They didn’t want to give a profound message about taking the high road. They wanted to make people laugh.
AAST graduates Payton Heleine and Liam Conley won first place in the Young Filmmakers Project, a statewide competition involving a specific, random creative challenge.
The challenge: Create a video, no longer than two minutes, that includes a compass.
Entries were scored by a panel of independent judges and the Top 10 videos were screened at the Nickelodeon Theatre in Columbia where the winners were announced.
Judged on script and story, production value, design and style, and overall impact, the competition was hosted by Trident Technical College and the South Carolina Film Commission.
Heleine and Conley have worked together and won together before, and this was the fourth first-place award the duo has taken.
“We didn’t want to go the route everyone else would go, which was making the compass a moral compass,” Heleine said. “When Liam and I work together, we do goofy things, so we decided to make it funny and built the video around a magic compass.”
“Pay and I have very similar senses of humor, so when we have the opportunity to make someone laugh, we take it,” Conley said.
“With a two-minute video, there isn’t time to make something that will get people emotionally involved, so we thought this was the best route.”
Other entries were far more serious, such as the one called “Bittersweet Childhood Memories.”
The winning video shows the two friends, who are scientists, getting lost on a walk, trying to make it back to their lab where they’re on the brink of curing the common cold.
The plot thickens when Constantine Mexas, who acts in the video along with Jacob Sean Dulson, trips over the compass and the boys decided to follow it.
How they get back to their lab is questionable, as Mexas assumes the W on the compass stands for WORK.
The guys end up in random places such as in front of the White House, in front of Trident Technical College and on the moon.
It turns out that the magic compass allows its users to travel just by imagining where they want to be.
In keeping with Heleine’s personal tradition, that was Bojangles, where he went every day after school, so that’s where the video ended.

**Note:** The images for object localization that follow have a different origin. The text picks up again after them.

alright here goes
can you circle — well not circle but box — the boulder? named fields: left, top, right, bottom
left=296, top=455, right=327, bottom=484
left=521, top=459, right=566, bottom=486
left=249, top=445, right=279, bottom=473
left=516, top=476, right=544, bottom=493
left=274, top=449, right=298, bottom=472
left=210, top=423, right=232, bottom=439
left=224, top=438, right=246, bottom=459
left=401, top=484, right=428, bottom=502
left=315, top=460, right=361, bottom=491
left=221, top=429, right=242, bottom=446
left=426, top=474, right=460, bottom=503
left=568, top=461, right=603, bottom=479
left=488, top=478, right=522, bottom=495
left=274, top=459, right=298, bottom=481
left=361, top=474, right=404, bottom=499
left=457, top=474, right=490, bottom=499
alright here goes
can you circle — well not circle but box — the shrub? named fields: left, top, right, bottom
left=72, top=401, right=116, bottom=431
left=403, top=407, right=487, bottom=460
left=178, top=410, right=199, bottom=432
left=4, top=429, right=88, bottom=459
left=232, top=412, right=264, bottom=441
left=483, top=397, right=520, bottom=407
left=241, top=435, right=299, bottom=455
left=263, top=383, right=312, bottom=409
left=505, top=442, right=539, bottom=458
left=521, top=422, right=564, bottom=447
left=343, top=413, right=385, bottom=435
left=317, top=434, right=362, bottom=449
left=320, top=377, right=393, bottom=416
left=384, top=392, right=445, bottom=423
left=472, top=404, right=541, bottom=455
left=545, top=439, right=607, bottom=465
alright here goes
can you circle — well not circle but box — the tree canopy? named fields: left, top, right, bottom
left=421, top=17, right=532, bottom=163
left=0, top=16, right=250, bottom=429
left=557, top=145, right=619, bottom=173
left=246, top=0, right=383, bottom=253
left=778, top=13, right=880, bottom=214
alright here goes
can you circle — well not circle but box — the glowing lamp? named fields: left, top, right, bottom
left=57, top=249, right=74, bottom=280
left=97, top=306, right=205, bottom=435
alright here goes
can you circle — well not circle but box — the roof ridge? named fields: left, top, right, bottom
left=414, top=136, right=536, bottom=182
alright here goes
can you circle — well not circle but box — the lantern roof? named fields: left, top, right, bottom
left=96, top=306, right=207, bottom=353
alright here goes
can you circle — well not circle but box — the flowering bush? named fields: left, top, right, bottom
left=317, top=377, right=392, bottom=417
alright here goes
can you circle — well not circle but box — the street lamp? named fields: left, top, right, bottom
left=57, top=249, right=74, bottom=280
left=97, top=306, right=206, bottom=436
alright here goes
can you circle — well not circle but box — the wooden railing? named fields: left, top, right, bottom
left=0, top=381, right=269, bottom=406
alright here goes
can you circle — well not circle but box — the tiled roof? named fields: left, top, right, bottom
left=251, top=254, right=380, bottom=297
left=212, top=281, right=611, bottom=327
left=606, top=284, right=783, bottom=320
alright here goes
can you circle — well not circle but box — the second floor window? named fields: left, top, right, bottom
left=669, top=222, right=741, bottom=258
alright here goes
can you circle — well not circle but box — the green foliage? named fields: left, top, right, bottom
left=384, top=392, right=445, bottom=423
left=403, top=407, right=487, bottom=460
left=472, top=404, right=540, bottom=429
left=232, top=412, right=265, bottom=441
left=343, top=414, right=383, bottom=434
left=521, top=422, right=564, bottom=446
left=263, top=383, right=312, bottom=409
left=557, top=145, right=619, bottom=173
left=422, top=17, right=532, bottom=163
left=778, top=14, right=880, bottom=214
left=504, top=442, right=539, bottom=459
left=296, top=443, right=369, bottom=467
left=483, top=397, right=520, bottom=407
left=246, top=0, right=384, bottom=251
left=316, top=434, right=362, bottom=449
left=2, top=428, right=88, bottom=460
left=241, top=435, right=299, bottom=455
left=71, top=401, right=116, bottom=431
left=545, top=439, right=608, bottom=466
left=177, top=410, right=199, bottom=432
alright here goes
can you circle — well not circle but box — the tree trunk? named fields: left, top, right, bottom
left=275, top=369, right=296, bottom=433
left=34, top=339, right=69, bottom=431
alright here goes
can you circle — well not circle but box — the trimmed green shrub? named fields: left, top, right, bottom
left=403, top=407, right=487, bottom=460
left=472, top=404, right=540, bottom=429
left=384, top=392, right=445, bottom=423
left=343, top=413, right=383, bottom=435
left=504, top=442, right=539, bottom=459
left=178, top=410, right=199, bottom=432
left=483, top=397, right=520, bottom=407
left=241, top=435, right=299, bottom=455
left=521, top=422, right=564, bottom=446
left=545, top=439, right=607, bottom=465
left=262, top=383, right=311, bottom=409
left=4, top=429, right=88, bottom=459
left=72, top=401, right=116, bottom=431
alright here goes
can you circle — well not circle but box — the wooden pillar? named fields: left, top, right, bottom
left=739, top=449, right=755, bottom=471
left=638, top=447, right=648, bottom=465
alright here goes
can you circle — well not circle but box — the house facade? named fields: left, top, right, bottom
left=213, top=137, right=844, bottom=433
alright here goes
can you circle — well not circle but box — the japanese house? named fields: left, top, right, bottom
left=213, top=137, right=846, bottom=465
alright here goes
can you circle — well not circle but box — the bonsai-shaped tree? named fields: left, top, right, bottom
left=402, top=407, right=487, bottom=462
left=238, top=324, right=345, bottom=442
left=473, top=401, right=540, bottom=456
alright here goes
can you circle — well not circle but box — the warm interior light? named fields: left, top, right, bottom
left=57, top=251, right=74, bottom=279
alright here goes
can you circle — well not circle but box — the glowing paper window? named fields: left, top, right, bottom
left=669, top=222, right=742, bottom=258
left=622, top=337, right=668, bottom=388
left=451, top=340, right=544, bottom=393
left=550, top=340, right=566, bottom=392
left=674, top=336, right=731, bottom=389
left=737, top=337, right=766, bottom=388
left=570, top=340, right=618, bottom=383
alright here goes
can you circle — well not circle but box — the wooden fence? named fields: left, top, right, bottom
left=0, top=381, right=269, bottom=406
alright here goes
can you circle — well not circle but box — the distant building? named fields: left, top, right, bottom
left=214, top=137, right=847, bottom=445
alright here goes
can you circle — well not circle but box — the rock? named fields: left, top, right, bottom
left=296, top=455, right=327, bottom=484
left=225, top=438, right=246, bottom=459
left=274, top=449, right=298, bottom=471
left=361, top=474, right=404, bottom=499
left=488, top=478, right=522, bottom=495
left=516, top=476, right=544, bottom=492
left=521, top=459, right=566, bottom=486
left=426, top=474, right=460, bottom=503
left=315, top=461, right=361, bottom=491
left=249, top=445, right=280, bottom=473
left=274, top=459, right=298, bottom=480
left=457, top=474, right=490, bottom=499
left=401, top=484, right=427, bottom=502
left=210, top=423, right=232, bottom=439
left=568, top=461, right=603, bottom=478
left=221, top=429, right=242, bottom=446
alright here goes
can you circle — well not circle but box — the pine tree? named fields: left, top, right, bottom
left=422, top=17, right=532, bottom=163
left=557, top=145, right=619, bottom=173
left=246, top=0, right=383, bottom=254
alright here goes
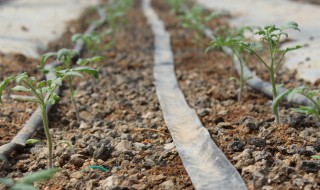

Payton Heleine – named after Walter Payton of the Chicago Bears – lives in Socastee and is the son of Rosy Garcia and Steve Heleine.
He has an older brother and a younger sister and has been in the area from Wilson, North Carolina since kindergarten.
After spending the summer bussing tables at Olive Garden, he’ll go to Shepherd University in West Virginia.
Heleine’s ultimate goal is to make movies in Hollywood.
“I’m a big fan of movies,” he said, adding that if he’s not working or sleeping, he’s watching a movie.
“I like to see the camera angles, the story, everything about the movie,” he said.
Liam Conley, who lives in Carolina Forest, is the son of Sheila and Michael Conley and is the youngest of two brothers.
A native of Durham, North Carolina, he’s been a local since he was 4 years old.
Heading to Clemson in a couple months to lock in a screenwriting career, Conley will spend the summer working at Cinemark Movie Theater in Coastal Grand Mall.
Conley predicts the future of movies changing, in that they will stream on venues such as Netflix instead of being in theatres.
“You’ll see theaters start to die out because it’s a lot more comfortable to watch movies at home,” he said.
Heleine and Conley are both satisfied with the $500 first-place pot that they shared, as well as with the outcome of the video they collaborated on.
“We were successful,” Heleine said. “The whole theater was laughing at our video.”